Friday, December 17, 2010

Discovery Propellant-Loading Operation Passes Halfway Point











Shuttle Discovery's 15-story external tank is about half-full of supercold propellants as NASA presses ahead with a test aimed at pinpointing the cause of cracks in its aluminum-lithium hull.

The three-hour fuel-loading operation began on time at 7 a.m. as engineers first chilled down insulated lines that route liquid hydrogen and liquid oxygen from storage farms on either side of the shuttle launch tower to the external tank. Then engineers began slowly flowing propellant into separate liquid hydrogen and liquid oxygen vessels within the tank before transitioning to a fast-fill phase around 7:50 a.m.

Alicia Mendoza, the NASA external tank/solid rocket booster manager at Kennedy Space Center, said she expects the propellant-loading part of the test to be complete on time around 10 a.m. You can watch live NASA TV coverage right here in The Flame Trench. Click the NASA TV box on the right side of the page to launch our NASA TV viewer.

The tank is outfitted with 39 strain gauges and 50 thermocouples that are being used to gather data on the contraction and expansion of the aluminum-lithium hull as well as temperatures as the tank is filled and subsequently drained.

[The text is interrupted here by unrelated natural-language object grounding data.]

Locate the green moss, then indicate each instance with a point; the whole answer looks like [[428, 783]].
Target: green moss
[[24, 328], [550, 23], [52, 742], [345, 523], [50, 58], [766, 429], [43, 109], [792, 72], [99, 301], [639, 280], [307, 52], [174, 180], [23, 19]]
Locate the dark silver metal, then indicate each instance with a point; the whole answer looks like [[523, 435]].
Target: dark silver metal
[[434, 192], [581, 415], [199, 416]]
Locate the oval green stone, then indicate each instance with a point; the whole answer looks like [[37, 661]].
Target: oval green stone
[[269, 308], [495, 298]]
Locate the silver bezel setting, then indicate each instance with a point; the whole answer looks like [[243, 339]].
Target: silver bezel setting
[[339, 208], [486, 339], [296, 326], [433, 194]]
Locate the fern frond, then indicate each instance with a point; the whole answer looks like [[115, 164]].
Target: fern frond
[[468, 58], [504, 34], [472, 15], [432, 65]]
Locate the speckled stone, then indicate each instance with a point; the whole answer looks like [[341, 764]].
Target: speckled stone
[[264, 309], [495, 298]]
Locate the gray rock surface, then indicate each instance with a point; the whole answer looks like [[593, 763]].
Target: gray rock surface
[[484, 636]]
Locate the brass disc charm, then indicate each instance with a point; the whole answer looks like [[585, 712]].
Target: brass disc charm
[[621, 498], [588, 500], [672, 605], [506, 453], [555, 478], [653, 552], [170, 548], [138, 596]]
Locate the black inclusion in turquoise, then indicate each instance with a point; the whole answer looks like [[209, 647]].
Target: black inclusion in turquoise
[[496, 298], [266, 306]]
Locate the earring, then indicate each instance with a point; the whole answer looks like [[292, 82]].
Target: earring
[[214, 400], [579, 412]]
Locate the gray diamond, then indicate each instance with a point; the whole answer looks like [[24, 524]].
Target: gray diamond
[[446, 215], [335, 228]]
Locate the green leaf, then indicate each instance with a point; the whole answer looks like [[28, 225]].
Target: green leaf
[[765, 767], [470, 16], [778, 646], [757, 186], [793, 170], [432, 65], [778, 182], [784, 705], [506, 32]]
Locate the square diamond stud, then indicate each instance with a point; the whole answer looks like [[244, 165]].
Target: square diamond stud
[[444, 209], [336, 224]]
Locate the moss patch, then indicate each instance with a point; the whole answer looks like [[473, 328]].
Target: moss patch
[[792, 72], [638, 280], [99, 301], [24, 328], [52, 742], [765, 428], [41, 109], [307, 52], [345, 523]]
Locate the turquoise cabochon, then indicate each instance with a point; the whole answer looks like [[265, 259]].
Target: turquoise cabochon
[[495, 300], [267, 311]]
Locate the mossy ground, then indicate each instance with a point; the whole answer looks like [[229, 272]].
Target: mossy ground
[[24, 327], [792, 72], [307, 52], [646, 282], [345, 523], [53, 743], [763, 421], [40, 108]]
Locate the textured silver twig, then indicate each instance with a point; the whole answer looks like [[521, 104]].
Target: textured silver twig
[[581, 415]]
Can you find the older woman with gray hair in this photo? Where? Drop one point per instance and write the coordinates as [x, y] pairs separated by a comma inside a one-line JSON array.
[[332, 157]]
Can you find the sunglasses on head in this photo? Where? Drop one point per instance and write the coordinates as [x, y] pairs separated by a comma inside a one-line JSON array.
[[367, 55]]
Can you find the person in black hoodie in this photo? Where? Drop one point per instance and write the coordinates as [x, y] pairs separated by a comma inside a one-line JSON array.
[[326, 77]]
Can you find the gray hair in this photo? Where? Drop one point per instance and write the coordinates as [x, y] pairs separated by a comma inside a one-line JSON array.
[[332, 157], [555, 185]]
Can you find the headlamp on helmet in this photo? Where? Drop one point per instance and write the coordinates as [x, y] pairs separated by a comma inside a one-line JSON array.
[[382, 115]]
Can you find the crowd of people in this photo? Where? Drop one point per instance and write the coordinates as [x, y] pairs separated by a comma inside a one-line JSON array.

The data will help engineers determine the cause of cracks in beams that provide structural integrity to the ribbed mid-section of the tank -- an area that links the lower liquid hydrogen and upper liquid oxygen vessels witin the tank.

Four cracks were found in two of the 21-foot-long braces after a scrubbed Nov. 5 launch attempt. A significant leak of gaseous hydrogen from an attachment plate that links a hydrogen vent line to the tank caused the scrub. The ongoing tanking test will enable engineers to determine whether repairs to that plate fixed the problem.